MÉTABOLISME DES GLUCIDES

La glycémie chez les oiseaux est environ 2 fois celle des mammifères (10 à 20 mmol/l). À l’inverse de ce qui se passe chez ces derniers, les érythrocytes aviaires ont davantage recours au catabolisme des acides gras plutôt qu’à la glycolyse pour leur métabolisme. Par conséquent, la glycémie ne diminue pas de manière significative pendant plusieurs heures après le prélèvement.

→ Les hypoglycémies sont rares chez les oiseaux, et se rencontrent principalement chez les oisillons ou les rapaces de fauconnerie sous-nourris. Le glucagon circule en concentration plus élevée que l’insuline dans le plasma des oiseaux, mais cela ne semble pas avoir d’impact médical, car la majorité des cas de diabète répondent à l’insulinothérapie.

→ Le diabète sucré est rare chez les oiseaux. Ses causes sont variées : déficit en insuline, corticothérapie (en particulier crèmes corticoïdes), pancréatites. L’hémochromatose semble être l’une des principales, mais son mécanisme reste obscur. Le traitement de l’hémochromatose diminue les besoins en insuline dans ces cas.

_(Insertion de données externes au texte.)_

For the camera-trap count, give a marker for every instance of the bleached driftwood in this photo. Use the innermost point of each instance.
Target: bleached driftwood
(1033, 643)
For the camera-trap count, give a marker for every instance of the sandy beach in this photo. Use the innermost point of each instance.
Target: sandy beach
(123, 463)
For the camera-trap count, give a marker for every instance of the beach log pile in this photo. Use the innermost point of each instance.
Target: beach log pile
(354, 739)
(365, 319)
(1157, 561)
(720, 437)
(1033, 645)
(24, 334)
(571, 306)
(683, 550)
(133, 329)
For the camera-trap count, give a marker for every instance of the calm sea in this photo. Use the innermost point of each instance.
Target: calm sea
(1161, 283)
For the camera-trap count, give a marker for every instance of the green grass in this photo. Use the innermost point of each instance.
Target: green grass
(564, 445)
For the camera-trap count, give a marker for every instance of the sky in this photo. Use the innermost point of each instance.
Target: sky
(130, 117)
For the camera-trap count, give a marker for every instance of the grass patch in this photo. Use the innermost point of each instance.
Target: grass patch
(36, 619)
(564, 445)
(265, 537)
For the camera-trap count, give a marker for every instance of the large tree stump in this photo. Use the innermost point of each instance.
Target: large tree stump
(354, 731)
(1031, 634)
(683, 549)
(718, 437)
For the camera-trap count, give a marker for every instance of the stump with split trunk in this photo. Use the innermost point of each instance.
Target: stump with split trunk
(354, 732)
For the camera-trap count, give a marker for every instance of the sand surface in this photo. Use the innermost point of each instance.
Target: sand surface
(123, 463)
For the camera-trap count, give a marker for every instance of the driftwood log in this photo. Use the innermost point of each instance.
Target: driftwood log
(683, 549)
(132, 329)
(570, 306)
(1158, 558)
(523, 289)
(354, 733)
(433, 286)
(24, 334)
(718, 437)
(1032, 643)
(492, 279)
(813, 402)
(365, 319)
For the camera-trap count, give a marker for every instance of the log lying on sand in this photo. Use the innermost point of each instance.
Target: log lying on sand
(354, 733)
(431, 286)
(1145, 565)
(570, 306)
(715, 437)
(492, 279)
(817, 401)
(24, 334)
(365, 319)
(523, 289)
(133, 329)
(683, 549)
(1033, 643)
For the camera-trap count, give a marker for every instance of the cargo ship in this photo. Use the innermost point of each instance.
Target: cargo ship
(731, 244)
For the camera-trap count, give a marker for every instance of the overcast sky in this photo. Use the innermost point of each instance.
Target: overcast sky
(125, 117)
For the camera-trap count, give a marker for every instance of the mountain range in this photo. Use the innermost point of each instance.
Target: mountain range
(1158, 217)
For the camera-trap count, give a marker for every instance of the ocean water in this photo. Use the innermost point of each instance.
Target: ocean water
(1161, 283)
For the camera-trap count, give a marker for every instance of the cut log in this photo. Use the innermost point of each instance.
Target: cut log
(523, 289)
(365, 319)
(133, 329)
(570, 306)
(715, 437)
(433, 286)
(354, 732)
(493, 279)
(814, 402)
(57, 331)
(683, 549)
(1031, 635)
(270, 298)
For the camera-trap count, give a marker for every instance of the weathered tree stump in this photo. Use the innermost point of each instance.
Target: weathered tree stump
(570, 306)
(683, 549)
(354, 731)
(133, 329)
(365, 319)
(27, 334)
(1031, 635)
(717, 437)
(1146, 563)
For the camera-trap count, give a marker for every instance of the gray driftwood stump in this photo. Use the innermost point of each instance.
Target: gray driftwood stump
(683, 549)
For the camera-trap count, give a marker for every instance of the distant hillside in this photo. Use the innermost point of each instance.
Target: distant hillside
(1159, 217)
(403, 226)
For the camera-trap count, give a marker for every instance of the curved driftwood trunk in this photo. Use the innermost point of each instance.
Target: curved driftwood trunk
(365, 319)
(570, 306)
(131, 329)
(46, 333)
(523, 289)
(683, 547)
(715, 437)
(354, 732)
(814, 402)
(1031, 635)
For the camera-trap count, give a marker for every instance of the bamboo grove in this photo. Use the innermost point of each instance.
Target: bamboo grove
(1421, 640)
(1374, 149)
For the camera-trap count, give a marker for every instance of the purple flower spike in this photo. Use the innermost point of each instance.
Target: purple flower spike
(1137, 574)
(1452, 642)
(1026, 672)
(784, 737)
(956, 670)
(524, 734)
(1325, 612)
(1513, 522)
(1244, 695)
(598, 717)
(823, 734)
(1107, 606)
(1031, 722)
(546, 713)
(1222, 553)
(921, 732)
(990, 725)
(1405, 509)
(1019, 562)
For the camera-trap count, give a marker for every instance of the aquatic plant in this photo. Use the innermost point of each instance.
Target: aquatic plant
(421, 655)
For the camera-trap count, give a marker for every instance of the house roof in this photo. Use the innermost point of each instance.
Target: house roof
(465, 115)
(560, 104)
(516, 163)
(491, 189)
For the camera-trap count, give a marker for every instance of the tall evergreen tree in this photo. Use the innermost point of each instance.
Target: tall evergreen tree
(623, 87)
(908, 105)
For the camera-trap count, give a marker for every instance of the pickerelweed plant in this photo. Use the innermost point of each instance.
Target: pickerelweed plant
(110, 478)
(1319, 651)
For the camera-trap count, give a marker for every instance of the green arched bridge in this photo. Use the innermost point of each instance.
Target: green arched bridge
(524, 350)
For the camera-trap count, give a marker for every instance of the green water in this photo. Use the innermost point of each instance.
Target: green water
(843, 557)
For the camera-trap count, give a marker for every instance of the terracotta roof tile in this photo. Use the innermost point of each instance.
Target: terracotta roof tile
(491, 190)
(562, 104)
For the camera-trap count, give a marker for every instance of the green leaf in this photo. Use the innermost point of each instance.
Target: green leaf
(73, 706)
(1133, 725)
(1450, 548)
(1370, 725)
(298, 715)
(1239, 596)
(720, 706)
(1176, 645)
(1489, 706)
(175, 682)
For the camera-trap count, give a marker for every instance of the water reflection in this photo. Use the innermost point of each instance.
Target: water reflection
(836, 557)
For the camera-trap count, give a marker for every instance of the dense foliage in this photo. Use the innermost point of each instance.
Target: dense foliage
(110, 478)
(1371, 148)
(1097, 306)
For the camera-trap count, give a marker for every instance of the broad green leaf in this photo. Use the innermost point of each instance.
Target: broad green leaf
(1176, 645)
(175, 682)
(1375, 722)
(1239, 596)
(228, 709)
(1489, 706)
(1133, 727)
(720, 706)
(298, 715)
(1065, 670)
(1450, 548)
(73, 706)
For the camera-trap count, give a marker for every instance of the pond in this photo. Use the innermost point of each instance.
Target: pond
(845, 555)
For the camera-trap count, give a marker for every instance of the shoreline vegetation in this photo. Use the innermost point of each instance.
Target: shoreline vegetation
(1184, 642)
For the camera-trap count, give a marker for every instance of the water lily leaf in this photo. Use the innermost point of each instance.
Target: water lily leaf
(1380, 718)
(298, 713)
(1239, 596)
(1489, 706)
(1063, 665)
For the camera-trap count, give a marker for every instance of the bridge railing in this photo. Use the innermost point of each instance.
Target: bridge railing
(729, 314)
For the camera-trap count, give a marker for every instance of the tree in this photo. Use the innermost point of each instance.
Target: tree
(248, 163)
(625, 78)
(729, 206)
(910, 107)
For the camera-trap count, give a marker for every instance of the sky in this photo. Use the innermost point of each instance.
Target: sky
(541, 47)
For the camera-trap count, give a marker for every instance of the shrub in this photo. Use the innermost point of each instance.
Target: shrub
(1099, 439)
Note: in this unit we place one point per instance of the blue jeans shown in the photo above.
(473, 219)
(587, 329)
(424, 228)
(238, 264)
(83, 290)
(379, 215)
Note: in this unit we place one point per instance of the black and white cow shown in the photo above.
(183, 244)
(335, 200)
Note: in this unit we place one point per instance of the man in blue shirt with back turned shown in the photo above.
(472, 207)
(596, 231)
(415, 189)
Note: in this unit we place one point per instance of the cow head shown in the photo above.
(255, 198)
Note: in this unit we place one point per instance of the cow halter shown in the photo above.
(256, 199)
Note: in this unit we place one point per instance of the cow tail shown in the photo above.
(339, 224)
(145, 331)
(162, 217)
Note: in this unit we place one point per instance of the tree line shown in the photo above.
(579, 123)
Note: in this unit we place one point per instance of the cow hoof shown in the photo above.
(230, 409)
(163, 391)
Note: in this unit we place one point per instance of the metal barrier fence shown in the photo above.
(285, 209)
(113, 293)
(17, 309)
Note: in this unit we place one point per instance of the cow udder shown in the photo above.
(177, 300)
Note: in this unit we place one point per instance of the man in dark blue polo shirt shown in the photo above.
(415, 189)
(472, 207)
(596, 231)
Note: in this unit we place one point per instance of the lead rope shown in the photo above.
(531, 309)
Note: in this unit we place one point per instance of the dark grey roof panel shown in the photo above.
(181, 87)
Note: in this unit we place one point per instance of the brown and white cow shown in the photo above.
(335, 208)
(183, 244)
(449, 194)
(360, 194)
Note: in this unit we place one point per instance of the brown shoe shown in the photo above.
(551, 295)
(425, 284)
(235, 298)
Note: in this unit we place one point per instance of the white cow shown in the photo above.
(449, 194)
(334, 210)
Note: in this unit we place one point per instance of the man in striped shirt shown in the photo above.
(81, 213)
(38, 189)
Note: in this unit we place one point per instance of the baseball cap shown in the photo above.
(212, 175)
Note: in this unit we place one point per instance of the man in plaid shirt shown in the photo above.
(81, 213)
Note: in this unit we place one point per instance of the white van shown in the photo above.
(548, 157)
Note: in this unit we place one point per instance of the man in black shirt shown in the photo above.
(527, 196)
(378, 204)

Comme chez les mammifères, la fructosamine est un marqueur d’une hyperglycémie persistante. L’acide Β-hydroxybutyrique (BHBA) est le principal corps cétonique chez les oiseaux (contrairement aux mammifères chez lesquels l’acide acéto-acétique est prépondérant). Les oiseaux diabétiques affichent fréquemment une concentration en fructosamine supérieure à 300 µmol/l et en BHBA au-delà de 500 µmol/l.

  • 1 Analyseur de médecine humaine. Les autres paramètres biochimiques mesurables chez les oiseaux seront présentés dans un article à paraître dans notre prochain numéro.

  • 2 Analyseur de médecine humaine.

CHOIX D’UN ANALYSEUR

L’analyseur Vetscan® (Abaxis) permet d’effectuer un panel biochimique abrégé qui inclut les acides biliaires avec seulement 0,1 ml de plasma ou de sang total. Il est relativement fiable (excepté pour l’albuminémie) avec, par exemple, des résultats identiques à ceux de l’Hitachi 911® 2 (Roche Diagnostics) pour le dosage des transaminases, de la créatine kinase, du calcium, du glucose, et relativement proches pour les autres paramètres.